In 2012, Turpin was picked by Grégoire Boissenot to feature on the album Thérèse, vivre d’amour [Theresa, a life of love], which was composed by Boissenot and released on April 22, 2013. The album puts the finest poems of Sainte Thérèse de Lisieux to music; Turpin features on three songs, including a duet with Canadian singer and presenter Natasha St-Pier, "Ma seule paix" ["My only peace"], and a solo, "A mes petits frères" ["To my little brothers"], which features as accompaniment the all-boys choir Manécanterie des Petits Chanteurs à la Croix de bois. This album has become platinum-selling since its release.

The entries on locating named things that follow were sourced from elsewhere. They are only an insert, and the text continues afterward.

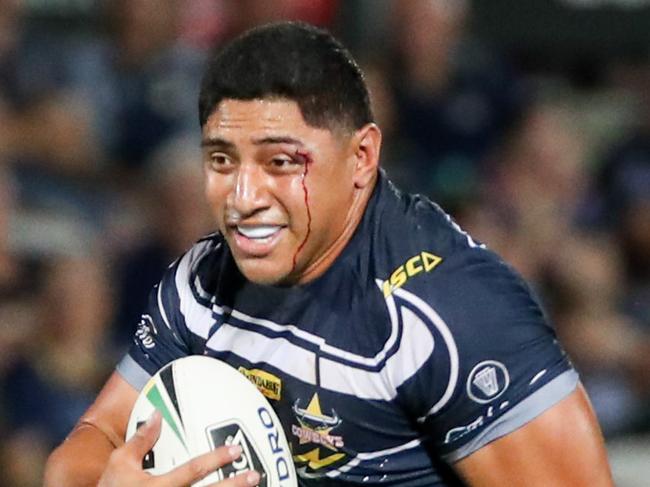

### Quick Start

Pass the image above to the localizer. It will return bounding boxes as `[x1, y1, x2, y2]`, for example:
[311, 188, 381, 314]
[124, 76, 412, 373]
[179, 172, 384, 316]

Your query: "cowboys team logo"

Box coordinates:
[291, 393, 345, 471]
[467, 360, 510, 404]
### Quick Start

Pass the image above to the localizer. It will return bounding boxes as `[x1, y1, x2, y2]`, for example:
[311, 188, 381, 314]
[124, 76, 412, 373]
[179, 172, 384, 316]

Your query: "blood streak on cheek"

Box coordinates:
[291, 150, 313, 274]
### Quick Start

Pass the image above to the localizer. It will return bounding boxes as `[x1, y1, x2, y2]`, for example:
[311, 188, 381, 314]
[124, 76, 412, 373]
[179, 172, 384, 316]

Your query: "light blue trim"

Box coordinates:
[443, 369, 578, 463]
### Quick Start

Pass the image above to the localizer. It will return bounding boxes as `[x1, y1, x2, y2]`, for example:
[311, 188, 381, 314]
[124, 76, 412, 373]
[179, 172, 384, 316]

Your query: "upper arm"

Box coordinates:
[455, 387, 614, 487]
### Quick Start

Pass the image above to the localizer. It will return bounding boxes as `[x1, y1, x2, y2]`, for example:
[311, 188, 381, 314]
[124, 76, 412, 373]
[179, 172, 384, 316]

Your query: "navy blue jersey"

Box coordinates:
[118, 175, 578, 486]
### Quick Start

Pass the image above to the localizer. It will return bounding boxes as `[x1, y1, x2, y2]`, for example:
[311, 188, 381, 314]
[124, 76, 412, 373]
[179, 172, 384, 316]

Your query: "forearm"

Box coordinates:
[44, 424, 117, 487]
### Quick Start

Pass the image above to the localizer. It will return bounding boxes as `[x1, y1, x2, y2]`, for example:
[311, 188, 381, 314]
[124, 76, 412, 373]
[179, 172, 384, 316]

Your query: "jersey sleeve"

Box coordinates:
[396, 247, 578, 462]
[116, 242, 216, 390]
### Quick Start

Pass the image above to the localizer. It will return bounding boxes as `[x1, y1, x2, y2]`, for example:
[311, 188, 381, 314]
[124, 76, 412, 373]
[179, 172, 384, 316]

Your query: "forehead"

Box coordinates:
[203, 99, 314, 136]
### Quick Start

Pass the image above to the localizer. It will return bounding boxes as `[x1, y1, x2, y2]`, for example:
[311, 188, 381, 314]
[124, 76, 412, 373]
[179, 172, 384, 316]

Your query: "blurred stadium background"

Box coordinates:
[0, 0, 650, 487]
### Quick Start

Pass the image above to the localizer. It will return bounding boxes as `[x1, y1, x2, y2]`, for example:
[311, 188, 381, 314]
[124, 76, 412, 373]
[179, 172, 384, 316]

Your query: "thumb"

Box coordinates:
[124, 409, 162, 460]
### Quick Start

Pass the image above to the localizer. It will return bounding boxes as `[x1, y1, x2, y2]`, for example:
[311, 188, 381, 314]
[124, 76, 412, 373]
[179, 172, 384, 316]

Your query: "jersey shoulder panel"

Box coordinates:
[117, 234, 223, 389]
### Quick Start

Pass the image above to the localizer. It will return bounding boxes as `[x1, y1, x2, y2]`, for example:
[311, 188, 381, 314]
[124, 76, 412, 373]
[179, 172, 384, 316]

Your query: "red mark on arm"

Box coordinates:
[291, 150, 313, 274]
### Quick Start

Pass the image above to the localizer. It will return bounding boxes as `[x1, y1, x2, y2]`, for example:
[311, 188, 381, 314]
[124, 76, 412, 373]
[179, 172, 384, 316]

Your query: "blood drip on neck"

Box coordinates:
[291, 151, 312, 274]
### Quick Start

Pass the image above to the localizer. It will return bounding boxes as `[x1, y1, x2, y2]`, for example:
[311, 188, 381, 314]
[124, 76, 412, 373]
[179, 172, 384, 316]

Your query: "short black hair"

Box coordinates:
[199, 22, 374, 130]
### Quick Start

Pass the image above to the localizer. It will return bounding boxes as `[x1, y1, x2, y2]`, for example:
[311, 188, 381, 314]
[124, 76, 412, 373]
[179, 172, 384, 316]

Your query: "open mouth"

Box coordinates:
[232, 225, 285, 257]
[236, 225, 282, 243]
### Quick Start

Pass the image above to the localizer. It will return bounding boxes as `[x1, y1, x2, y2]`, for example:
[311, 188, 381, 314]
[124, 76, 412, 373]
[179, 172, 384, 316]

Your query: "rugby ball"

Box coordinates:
[126, 355, 297, 487]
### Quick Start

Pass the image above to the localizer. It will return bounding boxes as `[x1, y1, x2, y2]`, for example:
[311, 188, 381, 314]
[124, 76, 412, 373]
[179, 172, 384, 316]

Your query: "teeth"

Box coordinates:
[237, 225, 280, 239]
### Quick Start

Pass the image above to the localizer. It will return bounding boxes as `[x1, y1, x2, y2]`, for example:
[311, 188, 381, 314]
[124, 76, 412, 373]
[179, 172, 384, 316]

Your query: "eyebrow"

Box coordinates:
[253, 135, 304, 147]
[201, 135, 304, 149]
[201, 137, 235, 149]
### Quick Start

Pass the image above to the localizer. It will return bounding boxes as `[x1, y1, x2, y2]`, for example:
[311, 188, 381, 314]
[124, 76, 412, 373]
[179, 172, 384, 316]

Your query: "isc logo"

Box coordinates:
[382, 252, 442, 298]
[208, 423, 267, 487]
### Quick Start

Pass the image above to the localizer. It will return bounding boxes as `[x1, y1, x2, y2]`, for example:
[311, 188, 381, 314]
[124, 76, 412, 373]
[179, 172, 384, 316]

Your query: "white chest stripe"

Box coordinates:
[176, 243, 458, 408]
[206, 296, 434, 401]
[206, 323, 316, 385]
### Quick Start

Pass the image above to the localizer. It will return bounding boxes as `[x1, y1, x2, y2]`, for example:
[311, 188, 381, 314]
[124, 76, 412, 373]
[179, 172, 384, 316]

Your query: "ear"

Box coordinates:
[352, 123, 381, 189]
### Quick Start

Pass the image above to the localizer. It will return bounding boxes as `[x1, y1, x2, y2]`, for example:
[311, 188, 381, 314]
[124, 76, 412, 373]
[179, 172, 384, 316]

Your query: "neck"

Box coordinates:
[296, 175, 378, 284]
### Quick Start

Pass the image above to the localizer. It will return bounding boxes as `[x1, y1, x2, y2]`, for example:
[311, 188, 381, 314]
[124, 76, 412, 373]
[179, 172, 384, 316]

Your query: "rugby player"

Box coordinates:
[46, 23, 613, 487]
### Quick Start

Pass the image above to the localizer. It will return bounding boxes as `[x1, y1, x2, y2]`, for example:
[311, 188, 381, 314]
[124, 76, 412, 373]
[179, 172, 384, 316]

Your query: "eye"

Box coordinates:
[208, 152, 234, 172]
[271, 156, 295, 168]
[268, 154, 302, 174]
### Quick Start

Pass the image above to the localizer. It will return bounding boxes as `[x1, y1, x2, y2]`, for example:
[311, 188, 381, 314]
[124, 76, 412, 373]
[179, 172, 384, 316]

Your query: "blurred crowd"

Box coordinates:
[0, 0, 650, 487]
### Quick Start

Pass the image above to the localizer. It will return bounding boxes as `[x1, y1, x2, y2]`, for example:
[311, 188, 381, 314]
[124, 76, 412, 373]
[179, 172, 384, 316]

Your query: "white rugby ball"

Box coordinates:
[126, 355, 297, 487]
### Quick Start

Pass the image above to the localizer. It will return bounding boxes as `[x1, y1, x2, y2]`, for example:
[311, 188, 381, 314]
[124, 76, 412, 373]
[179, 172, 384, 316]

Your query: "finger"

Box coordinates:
[124, 410, 162, 460]
[208, 470, 262, 487]
[163, 445, 244, 487]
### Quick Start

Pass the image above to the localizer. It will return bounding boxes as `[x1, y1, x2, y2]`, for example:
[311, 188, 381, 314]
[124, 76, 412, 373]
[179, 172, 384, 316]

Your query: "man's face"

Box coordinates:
[203, 99, 359, 284]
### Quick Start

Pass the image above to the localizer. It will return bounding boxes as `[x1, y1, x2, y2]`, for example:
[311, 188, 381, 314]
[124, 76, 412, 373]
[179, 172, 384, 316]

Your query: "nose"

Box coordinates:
[228, 163, 269, 218]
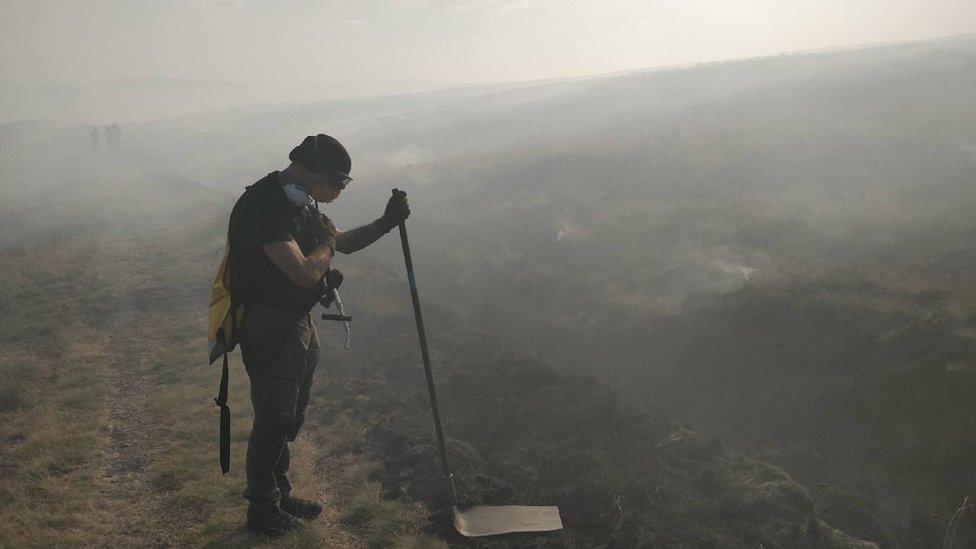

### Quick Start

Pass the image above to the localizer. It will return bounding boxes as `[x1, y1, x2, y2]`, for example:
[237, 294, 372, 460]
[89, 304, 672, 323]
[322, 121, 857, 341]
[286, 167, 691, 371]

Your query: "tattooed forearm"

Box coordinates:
[336, 221, 386, 254]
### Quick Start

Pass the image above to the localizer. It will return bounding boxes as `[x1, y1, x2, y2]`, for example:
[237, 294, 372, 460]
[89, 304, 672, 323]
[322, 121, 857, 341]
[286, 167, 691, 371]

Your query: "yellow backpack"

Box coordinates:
[207, 246, 244, 364]
[207, 239, 244, 473]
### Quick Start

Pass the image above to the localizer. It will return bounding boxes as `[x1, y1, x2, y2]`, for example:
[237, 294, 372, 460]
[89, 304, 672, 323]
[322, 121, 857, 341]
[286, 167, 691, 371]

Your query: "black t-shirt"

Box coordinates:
[228, 172, 323, 314]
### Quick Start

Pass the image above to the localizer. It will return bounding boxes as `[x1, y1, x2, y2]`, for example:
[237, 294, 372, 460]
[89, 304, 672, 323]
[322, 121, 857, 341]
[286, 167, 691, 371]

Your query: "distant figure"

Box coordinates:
[105, 124, 122, 151]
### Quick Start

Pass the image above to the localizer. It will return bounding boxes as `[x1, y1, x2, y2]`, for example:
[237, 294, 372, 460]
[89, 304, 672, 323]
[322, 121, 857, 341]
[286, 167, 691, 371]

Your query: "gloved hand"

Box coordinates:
[310, 212, 339, 254]
[379, 189, 410, 233]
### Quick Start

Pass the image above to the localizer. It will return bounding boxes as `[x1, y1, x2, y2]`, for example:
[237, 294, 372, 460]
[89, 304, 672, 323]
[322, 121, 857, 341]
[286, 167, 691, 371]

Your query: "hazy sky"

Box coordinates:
[0, 0, 976, 84]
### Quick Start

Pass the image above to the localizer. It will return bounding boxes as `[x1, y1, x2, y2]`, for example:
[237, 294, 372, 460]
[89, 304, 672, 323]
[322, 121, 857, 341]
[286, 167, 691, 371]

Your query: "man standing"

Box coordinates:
[228, 134, 410, 537]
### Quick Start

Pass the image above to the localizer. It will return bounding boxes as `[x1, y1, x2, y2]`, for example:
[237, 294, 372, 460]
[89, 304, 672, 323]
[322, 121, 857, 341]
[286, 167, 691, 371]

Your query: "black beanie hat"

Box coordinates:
[288, 133, 352, 175]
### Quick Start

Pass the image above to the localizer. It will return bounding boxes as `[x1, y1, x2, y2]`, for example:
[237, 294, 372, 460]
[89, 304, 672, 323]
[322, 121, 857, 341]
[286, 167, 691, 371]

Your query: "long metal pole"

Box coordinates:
[394, 212, 457, 506]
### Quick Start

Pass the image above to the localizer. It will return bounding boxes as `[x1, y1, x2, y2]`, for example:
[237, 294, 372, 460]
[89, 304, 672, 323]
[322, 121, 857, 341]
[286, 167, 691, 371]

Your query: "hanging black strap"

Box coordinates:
[214, 349, 230, 474]
[214, 199, 247, 475]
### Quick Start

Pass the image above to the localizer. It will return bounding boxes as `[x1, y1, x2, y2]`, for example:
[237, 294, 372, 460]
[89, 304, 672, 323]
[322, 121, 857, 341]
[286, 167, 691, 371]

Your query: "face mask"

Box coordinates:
[281, 183, 314, 208]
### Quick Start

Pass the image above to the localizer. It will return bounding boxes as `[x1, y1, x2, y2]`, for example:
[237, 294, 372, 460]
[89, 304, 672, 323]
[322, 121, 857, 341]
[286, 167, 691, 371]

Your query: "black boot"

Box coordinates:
[281, 496, 322, 519]
[247, 503, 305, 538]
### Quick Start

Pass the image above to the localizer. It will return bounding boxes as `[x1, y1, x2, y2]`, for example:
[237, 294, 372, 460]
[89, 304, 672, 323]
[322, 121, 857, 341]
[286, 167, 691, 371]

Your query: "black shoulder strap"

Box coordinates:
[214, 195, 246, 474]
[214, 350, 230, 474]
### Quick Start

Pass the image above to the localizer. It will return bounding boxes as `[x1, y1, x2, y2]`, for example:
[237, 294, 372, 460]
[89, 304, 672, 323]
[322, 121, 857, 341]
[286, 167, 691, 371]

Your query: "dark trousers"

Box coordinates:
[240, 305, 319, 504]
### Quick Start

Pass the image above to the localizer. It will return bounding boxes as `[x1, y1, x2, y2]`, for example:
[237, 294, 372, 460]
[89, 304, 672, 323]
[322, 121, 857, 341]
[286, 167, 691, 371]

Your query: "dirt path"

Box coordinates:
[90, 238, 360, 548]
[100, 278, 194, 547]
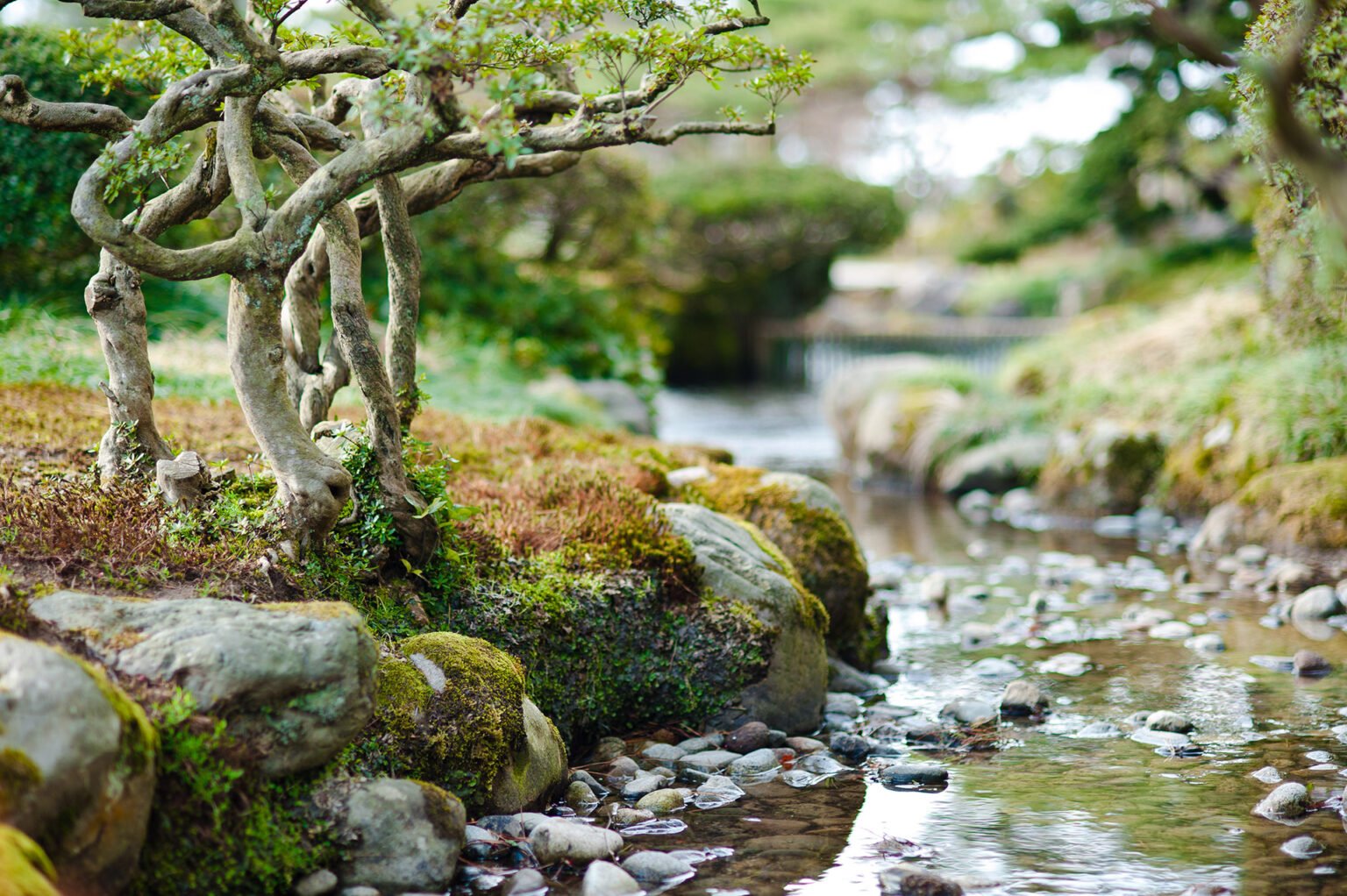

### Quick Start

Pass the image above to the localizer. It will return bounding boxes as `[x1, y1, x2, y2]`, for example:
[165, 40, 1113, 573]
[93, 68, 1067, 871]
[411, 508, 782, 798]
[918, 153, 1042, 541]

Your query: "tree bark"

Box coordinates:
[85, 251, 173, 484]
[228, 272, 350, 548]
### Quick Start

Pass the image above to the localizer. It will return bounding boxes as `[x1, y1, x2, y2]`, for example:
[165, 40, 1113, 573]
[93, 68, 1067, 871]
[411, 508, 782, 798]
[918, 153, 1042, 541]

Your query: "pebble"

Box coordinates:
[727, 748, 781, 778]
[295, 868, 339, 896]
[623, 775, 668, 800]
[1290, 651, 1334, 678]
[608, 756, 641, 783]
[724, 722, 771, 753]
[968, 656, 1023, 679]
[581, 863, 645, 896]
[1281, 836, 1324, 858]
[829, 733, 874, 763]
[880, 763, 950, 787]
[641, 743, 687, 766]
[1252, 781, 1309, 821]
[528, 819, 623, 865]
[623, 849, 695, 883]
[940, 700, 997, 725]
[501, 868, 547, 896]
[1249, 765, 1281, 784]
[1146, 708, 1194, 735]
[678, 749, 739, 775]
[1075, 722, 1122, 738]
[1146, 620, 1192, 642]
[1290, 585, 1344, 620]
[1001, 679, 1048, 715]
[636, 788, 684, 815]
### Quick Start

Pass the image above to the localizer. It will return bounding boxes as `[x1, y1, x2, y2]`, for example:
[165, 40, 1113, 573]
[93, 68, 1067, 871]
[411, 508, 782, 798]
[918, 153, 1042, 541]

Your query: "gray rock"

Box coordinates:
[785, 737, 829, 756]
[1290, 585, 1347, 620]
[1281, 836, 1324, 858]
[1001, 679, 1048, 715]
[940, 700, 997, 725]
[623, 773, 669, 800]
[636, 788, 684, 815]
[295, 868, 341, 896]
[1252, 781, 1309, 821]
[1075, 722, 1122, 740]
[724, 722, 771, 753]
[581, 863, 645, 896]
[501, 868, 548, 896]
[940, 434, 1052, 496]
[623, 849, 694, 884]
[678, 749, 739, 775]
[660, 504, 829, 733]
[312, 778, 467, 893]
[1146, 708, 1194, 735]
[30, 592, 379, 778]
[829, 656, 889, 693]
[1290, 651, 1334, 678]
[641, 743, 687, 768]
[880, 763, 950, 787]
[528, 819, 623, 865]
[726, 746, 781, 778]
[0, 632, 158, 892]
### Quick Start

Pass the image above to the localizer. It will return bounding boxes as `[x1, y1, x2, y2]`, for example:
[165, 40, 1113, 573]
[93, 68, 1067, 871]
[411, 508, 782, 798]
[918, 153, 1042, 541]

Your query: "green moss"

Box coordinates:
[342, 632, 524, 808]
[0, 825, 60, 896]
[0, 748, 42, 814]
[1236, 459, 1347, 550]
[126, 690, 337, 896]
[681, 465, 887, 667]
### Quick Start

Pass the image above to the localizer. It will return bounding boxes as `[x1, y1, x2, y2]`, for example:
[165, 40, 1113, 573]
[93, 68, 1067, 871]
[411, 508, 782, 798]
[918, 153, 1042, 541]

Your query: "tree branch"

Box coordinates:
[0, 75, 136, 138]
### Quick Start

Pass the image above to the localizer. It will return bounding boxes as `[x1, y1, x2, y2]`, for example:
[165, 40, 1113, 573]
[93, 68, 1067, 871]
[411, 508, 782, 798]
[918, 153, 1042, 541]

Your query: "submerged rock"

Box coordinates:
[660, 504, 829, 733]
[581, 863, 645, 896]
[528, 819, 623, 865]
[1252, 781, 1309, 821]
[30, 592, 377, 778]
[623, 849, 695, 883]
[362, 632, 567, 813]
[0, 632, 158, 892]
[314, 778, 467, 893]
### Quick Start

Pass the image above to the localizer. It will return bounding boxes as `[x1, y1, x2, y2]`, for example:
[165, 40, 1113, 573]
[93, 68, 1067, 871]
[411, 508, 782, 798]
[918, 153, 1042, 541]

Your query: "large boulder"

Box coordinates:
[30, 592, 377, 778]
[683, 465, 887, 667]
[940, 432, 1052, 497]
[1038, 420, 1165, 515]
[314, 778, 467, 893]
[361, 632, 567, 814]
[1189, 457, 1347, 555]
[0, 825, 61, 896]
[660, 504, 829, 733]
[0, 632, 158, 893]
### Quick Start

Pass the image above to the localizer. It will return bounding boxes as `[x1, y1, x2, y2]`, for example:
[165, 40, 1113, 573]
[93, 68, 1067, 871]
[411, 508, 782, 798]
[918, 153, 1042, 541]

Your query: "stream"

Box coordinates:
[488, 394, 1347, 896]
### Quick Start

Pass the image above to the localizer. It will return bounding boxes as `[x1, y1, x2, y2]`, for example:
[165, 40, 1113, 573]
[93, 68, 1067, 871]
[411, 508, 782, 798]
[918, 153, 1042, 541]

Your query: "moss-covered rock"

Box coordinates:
[349, 632, 566, 811]
[314, 778, 467, 893]
[1038, 420, 1165, 515]
[30, 592, 376, 776]
[0, 633, 158, 892]
[681, 465, 887, 665]
[660, 504, 829, 733]
[1191, 459, 1347, 554]
[0, 825, 61, 896]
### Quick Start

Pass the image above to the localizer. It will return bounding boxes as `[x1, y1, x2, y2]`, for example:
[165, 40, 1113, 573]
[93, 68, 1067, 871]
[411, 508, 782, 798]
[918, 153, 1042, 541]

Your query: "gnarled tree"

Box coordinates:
[0, 0, 809, 557]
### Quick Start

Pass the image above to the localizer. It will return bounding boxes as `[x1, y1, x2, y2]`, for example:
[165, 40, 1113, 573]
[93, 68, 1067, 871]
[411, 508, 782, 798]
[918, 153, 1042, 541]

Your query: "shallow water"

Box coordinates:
[517, 388, 1347, 896]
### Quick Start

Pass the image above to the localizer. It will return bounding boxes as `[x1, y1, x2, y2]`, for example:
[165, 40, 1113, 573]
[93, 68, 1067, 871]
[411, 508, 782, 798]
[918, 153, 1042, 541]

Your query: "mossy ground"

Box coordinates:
[0, 386, 780, 814]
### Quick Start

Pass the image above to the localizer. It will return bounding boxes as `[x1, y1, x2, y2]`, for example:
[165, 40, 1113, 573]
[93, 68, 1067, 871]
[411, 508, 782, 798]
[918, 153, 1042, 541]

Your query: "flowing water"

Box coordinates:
[495, 385, 1347, 896]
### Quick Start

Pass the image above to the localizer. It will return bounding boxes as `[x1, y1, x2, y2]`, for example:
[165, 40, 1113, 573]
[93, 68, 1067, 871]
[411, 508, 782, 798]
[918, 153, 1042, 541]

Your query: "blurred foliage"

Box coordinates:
[0, 27, 101, 309]
[1236, 0, 1347, 342]
[652, 160, 905, 382]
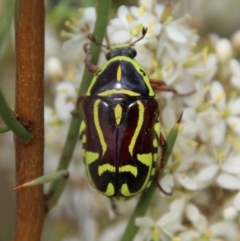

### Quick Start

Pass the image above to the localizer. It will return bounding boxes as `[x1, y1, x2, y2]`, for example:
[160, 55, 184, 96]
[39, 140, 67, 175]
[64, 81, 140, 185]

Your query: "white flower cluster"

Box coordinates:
[45, 4, 240, 241]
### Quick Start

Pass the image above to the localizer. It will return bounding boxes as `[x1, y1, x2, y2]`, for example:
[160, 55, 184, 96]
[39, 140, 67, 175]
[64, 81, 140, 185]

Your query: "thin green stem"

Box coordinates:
[0, 91, 32, 144]
[121, 123, 179, 241]
[47, 0, 112, 207]
[0, 126, 10, 134]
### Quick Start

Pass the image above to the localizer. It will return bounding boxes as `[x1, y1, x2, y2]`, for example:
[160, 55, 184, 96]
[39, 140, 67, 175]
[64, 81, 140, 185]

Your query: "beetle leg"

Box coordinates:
[85, 54, 99, 73]
[155, 133, 172, 195]
[155, 133, 167, 180]
[150, 79, 196, 96]
[76, 94, 86, 117]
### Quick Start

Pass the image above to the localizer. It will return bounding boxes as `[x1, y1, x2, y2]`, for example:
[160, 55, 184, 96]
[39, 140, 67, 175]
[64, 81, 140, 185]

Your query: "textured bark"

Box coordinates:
[14, 0, 45, 241]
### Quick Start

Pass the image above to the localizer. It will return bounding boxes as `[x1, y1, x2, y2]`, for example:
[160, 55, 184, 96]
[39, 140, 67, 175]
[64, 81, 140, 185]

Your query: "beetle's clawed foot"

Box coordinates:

In July 2014, Turpin was signed by Universal and will be performing at the Olympia Hall in Paris on 6 June 2015. Turpin has also performed at the marriage ceremonies of several celebrities.

=== Philanthropy ===

During his career, Turpin has performed for numerous charities, including the association Tu’toine, sponsored by French actress Nathalie Marquay and the association Action Muco. In 2009, he supported the NGO Casor de menor, founded by Father Renato Chiera, which seeks to educate and care for street children in Brazil. In February 2013 he invited Boissenot and St-Pier to perform at the gala for the charity Fonds de Dotation Soeur Marguerite, of which he is a sponsor.

== Discography ==

- 2005: Petite Thérèse (Little Theresa) Witness production
- 2007: En toute intimité (Total intimacy) AVM diffusion
- 2007: Testament (Testament)
- 2009: Attache-moi (Never let me go) Première Partie
- 2013: Thérèse, Vivre d’amour (Theresa, a life of love) TF1 Music
- 2014: Mes racines (Back to my roots) Première Partie
- 2016: Changer de vie (Change of life) Première Partie

== Bibliography ==
- Turpin, Grégory (2012). "Clair Obscur, itinéraire d'un artiste en quête d'absolu"
- June 2013: Vivre d’amour (A Life of Love), principal contributor, Editions Michel Lafon.)